Leeds United, when losing control of the ball, was trying to regain it where they lost it. The players that were close to that area were putting pressure on the carrier of the ball. In that way, Leeds United could achieve the restart of the positional game high up the pitch. Moreover, this could happen with the opponent disorganised, as the players were preparing for a potential offensive transition and a counterattack, but the effective pressure of Leeds United’s players made them lose the ball and try to be compact again.
Ayew and Gallagher were coming deeper and more inside the field to support the possession game of Swansea City. Ayling, the right full-back of Leeds United, was the one that was trying to come into that area and support his teammates. These kinds of movements by Swansea City players could create a 4 v 3 situation. Therefore, Ayling’s move was crucial because he was supporting the midfielders efficiently. The problem that Leeds United had to solve was Ayling’s gap in the right side of the defence. For that reason, Costa was coming deeper on the field and was trying to back Ayling with his movements. That was an important tactical decision, as Swansea City was trying to take advantage of that gap.

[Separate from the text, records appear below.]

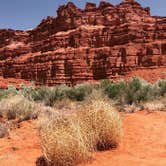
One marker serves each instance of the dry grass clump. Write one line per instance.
(18, 107)
(102, 122)
(156, 105)
(71, 138)
(63, 141)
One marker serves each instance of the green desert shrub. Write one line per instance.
(113, 90)
(137, 90)
(18, 107)
(79, 92)
(161, 84)
(48, 95)
(3, 130)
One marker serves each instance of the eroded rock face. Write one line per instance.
(83, 45)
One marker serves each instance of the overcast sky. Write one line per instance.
(26, 14)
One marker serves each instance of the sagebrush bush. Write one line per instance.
(18, 107)
(48, 95)
(3, 130)
(79, 92)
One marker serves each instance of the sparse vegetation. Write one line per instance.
(76, 121)
(18, 107)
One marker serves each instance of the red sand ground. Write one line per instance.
(144, 144)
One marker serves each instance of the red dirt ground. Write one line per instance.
(144, 144)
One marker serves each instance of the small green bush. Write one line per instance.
(18, 107)
(79, 92)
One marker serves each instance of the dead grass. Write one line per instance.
(155, 105)
(62, 141)
(69, 139)
(103, 124)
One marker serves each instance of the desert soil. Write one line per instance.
(144, 143)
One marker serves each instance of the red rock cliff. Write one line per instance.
(83, 45)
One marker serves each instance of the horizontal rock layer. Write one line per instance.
(96, 43)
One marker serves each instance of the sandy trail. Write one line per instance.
(144, 144)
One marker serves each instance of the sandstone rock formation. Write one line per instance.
(83, 45)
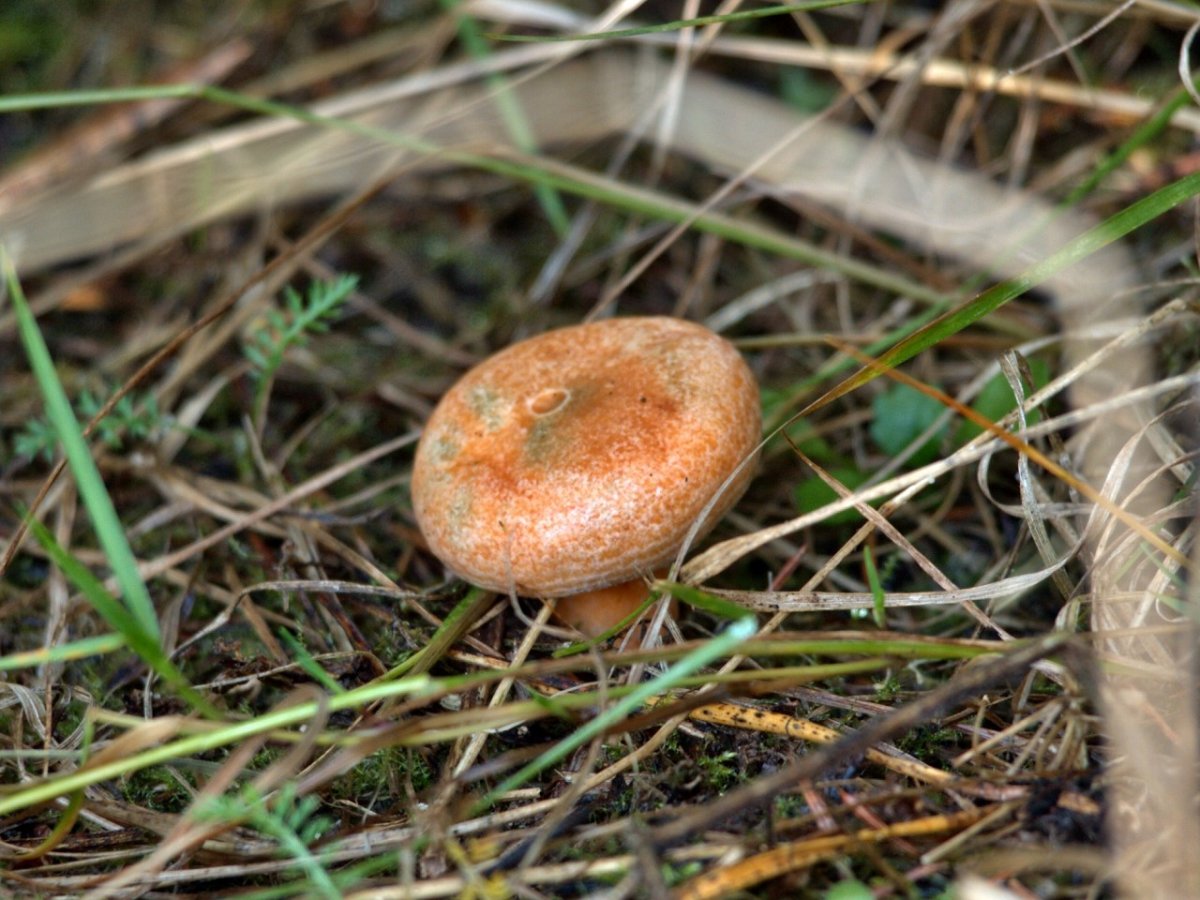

The higher that Swansea City was coming, the more compact Leeds United was becoming. The players of Leeds United were trying to retain a compact shape and support each other in every area of the field. For that reason, at least eight out of the eleven players of the squad were supporting each other in and around the box. The players were trying to retain a compact shape and protect the goal. Considering the photo below, it is exceedingly difficult for a team to put the ball through so many human bodies. That was a way for Leeds United to restrict the danger around their goal.
Leeds United achieved a great victory against an opponent that has the same goal: promotion to the EPL. Overall, this was a balanced and tough game. Neither team wanted to lose, but at this level, small mistakes are what make the difference. The team that took advantage of those small mistakes managed to get the three precious points.